We currently have a SVN repository that we store our sourcecode in. We have a large range of projects in there (hundreds) and multiple common libraries etc.
It all works quite well but it's non-standard in structure. Initially we were aiming for the standard "Trunk\", "Tags\Tag_1.0.0\" style model but the problem we had was that the relative paths for our projects stopped working.
EG:
- Common
|- Trunk
|- Tags
||- Tag_1.0.0
- OtherProject
|- Trunk
|- Tags
||- Tag_1.0.0
In this structure (which I'd call fairly standard, correct me if I'm wrong) a reference in OtherProject to common's tag from the trunk folder would be "../../Common/Tags/Tag_1.0.0" which resolves to /Common/Tag_1.0.0 (actually there'd be more ..'s cause the projects aren't flat in the trunk, but this save a huge diagram). Once that's tagged though the same relative path goes to "/OtherProject/Common/Tags/Tag_1.0.0".

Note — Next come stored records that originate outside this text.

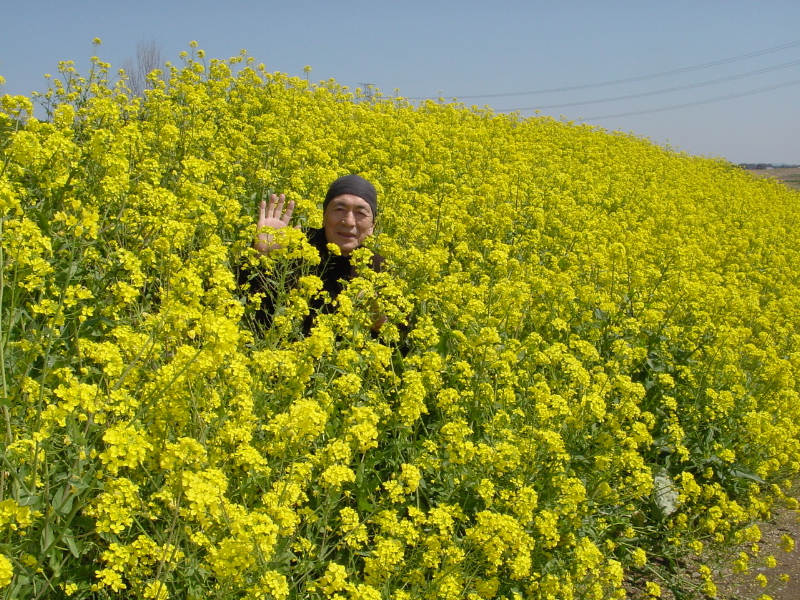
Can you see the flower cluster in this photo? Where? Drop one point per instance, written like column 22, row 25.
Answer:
column 588, row 363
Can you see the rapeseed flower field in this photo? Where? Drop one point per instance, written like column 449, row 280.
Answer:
column 588, row 372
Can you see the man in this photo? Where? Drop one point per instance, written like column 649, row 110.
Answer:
column 348, row 218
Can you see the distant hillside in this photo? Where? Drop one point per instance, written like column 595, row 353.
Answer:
column 758, row 166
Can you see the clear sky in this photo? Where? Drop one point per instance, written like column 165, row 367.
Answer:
column 717, row 53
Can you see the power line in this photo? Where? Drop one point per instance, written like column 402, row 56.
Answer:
column 688, row 104
column 629, row 79
column 661, row 91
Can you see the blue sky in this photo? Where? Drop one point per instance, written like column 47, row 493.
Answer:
column 482, row 52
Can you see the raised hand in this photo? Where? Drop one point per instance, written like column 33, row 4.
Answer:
column 271, row 216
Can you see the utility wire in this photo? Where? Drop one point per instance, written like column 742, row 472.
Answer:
column 629, row 79
column 661, row 91
column 697, row 103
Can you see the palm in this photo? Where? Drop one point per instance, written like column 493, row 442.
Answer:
column 272, row 214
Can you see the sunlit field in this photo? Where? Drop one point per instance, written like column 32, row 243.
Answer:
column 588, row 373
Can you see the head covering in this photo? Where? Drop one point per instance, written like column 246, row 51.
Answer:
column 356, row 185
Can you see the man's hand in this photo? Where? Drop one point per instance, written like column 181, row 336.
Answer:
column 272, row 217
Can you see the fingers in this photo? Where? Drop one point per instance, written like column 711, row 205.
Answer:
column 275, row 206
column 275, row 209
column 289, row 211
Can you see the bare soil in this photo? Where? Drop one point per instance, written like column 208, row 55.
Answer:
column 782, row 581
column 745, row 586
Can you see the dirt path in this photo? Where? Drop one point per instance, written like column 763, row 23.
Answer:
column 744, row 586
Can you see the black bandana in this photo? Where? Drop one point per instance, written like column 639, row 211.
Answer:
column 355, row 185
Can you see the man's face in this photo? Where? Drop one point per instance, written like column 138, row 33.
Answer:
column 347, row 221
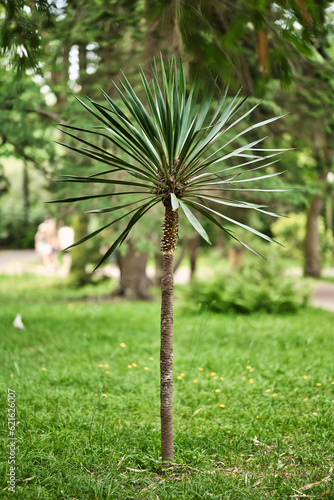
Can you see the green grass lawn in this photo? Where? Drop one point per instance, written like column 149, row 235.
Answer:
column 253, row 399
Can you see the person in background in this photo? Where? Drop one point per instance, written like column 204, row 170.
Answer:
column 47, row 244
column 65, row 239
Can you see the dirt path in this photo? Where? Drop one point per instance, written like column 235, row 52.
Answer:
column 26, row 261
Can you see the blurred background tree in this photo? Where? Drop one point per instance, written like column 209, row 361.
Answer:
column 51, row 49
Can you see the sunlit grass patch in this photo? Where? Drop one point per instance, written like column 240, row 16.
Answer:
column 93, row 434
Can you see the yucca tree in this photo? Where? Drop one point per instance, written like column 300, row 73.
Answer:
column 168, row 153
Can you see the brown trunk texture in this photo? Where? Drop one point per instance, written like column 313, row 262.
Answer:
column 312, row 263
column 166, row 346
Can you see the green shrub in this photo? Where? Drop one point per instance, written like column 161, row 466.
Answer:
column 251, row 290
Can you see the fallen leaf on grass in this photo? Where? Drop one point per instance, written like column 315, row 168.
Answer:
column 258, row 482
column 197, row 411
column 309, row 486
column 136, row 470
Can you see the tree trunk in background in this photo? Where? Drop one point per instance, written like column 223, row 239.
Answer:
column 79, row 254
column 312, row 257
column 168, row 244
column 134, row 282
column 26, row 200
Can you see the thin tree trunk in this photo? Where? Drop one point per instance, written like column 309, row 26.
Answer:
column 312, row 259
column 168, row 244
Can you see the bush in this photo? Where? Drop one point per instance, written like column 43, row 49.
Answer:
column 251, row 290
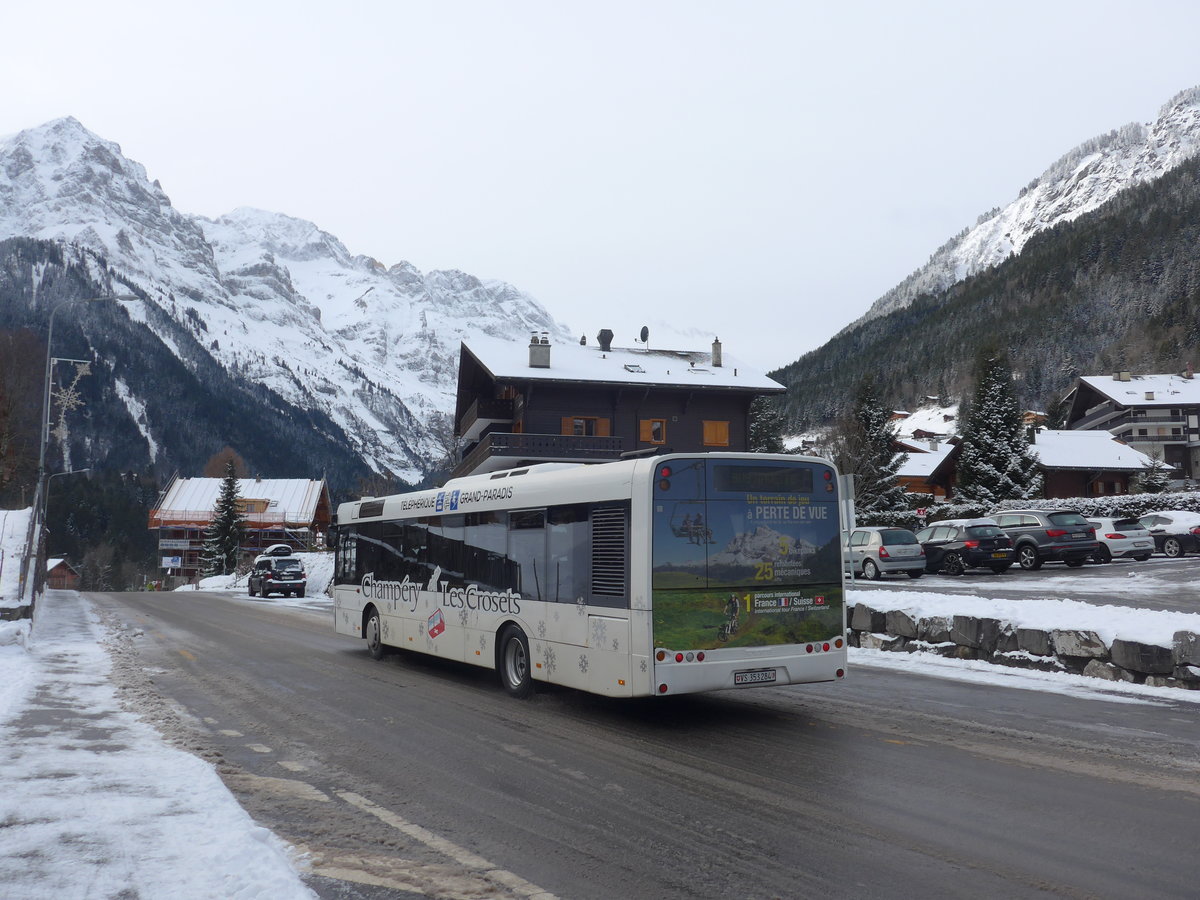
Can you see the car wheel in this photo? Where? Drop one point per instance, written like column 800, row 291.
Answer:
column 1029, row 557
column 516, row 676
column 373, row 633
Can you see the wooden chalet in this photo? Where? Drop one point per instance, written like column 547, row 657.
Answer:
column 523, row 403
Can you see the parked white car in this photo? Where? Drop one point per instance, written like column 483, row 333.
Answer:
column 1121, row 539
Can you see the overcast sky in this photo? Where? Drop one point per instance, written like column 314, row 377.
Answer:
column 760, row 172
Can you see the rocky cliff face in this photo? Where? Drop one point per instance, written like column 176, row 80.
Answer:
column 274, row 300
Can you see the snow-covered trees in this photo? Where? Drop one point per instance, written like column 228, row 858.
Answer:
column 994, row 460
column 766, row 426
column 864, row 445
column 1155, row 478
column 228, row 528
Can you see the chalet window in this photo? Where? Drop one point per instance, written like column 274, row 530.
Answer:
column 586, row 425
column 717, row 433
column 653, row 431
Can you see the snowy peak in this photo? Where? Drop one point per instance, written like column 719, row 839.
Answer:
column 1078, row 183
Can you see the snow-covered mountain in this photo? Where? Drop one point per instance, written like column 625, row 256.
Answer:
column 274, row 300
column 1079, row 183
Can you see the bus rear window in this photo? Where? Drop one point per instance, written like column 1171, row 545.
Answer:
column 742, row 479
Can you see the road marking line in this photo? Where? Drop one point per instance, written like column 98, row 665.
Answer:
column 460, row 855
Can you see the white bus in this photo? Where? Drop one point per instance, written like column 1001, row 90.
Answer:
column 653, row 576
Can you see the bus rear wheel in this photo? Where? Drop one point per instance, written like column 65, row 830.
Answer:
column 514, row 663
column 373, row 631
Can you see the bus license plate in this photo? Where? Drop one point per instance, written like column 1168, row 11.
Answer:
column 757, row 676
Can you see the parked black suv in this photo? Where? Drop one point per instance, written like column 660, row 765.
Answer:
column 282, row 574
column 1045, row 535
column 957, row 545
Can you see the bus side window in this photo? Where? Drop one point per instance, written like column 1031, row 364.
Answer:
column 527, row 547
column 568, row 557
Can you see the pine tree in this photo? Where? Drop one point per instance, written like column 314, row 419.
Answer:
column 766, row 426
column 225, row 535
column 1155, row 478
column 865, row 448
column 994, row 460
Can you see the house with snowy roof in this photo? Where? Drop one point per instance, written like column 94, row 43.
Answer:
column 283, row 510
column 519, row 405
column 1085, row 463
column 1152, row 413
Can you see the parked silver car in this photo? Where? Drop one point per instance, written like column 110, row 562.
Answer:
column 1121, row 539
column 876, row 551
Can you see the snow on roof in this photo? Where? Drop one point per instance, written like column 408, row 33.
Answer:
column 619, row 365
column 1086, row 450
column 922, row 463
column 292, row 499
column 1168, row 390
column 936, row 420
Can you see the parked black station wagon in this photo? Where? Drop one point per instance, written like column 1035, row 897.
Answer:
column 957, row 545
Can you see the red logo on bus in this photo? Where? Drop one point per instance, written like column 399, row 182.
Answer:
column 437, row 623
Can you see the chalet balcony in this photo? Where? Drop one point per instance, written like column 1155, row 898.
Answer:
column 484, row 413
column 502, row 450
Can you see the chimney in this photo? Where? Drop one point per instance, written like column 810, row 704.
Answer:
column 539, row 352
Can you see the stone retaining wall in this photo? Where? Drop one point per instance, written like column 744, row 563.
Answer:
column 1054, row 651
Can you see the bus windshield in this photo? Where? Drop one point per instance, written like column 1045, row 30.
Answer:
column 745, row 553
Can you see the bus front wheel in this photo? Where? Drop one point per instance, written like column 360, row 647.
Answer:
column 514, row 659
column 373, row 631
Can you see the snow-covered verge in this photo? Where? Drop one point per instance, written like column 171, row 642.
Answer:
column 93, row 803
column 1151, row 648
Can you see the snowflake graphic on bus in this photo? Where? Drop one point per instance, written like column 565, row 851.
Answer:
column 744, row 569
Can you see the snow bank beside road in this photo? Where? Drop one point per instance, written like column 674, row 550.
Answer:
column 1110, row 623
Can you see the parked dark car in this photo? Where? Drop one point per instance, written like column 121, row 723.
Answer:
column 274, row 574
column 957, row 545
column 1175, row 532
column 1048, row 535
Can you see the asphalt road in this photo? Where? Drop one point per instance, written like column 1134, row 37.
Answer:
column 414, row 777
column 1157, row 583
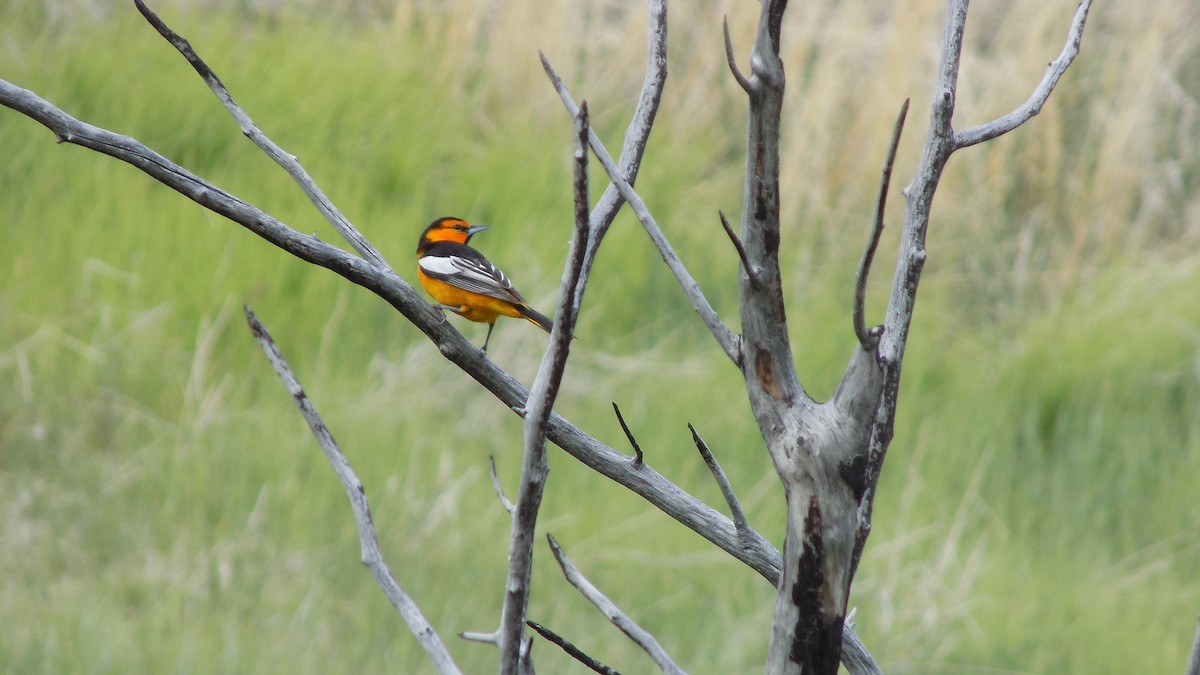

Workarounds I could think of included absolute paths, but not all the dev's use the same folders for our files (Or even same hard drive letter), changing the reference right before tagging, but there's something horrible about tagging a trunk when it won't compile and hoping once it's in the tag folder it'll just work, or putting each project's references within the project itself in DLL form but that's not as easy in Visual Studio (It's not unheard of for us to reference trunk to trunk and edit both projects simultaneously - tagging later of course) and it would bloat our SVN repository to include all the builds for every tag that's been released.
This has resulted in us putting our tags at the same hierarchy level as Trunk.
EG:
- Common
|- Trunk
|- Tag_1.0.0
- OtherProject
|- Trunk
|- Tag_1.0.0
We can't be the only ones who've had this issue, so I'm curious to hear if anyone else has fought this beast and what they've done to fix it? Is it our methodology that's wrong or have we overlooked a tool that helps with this?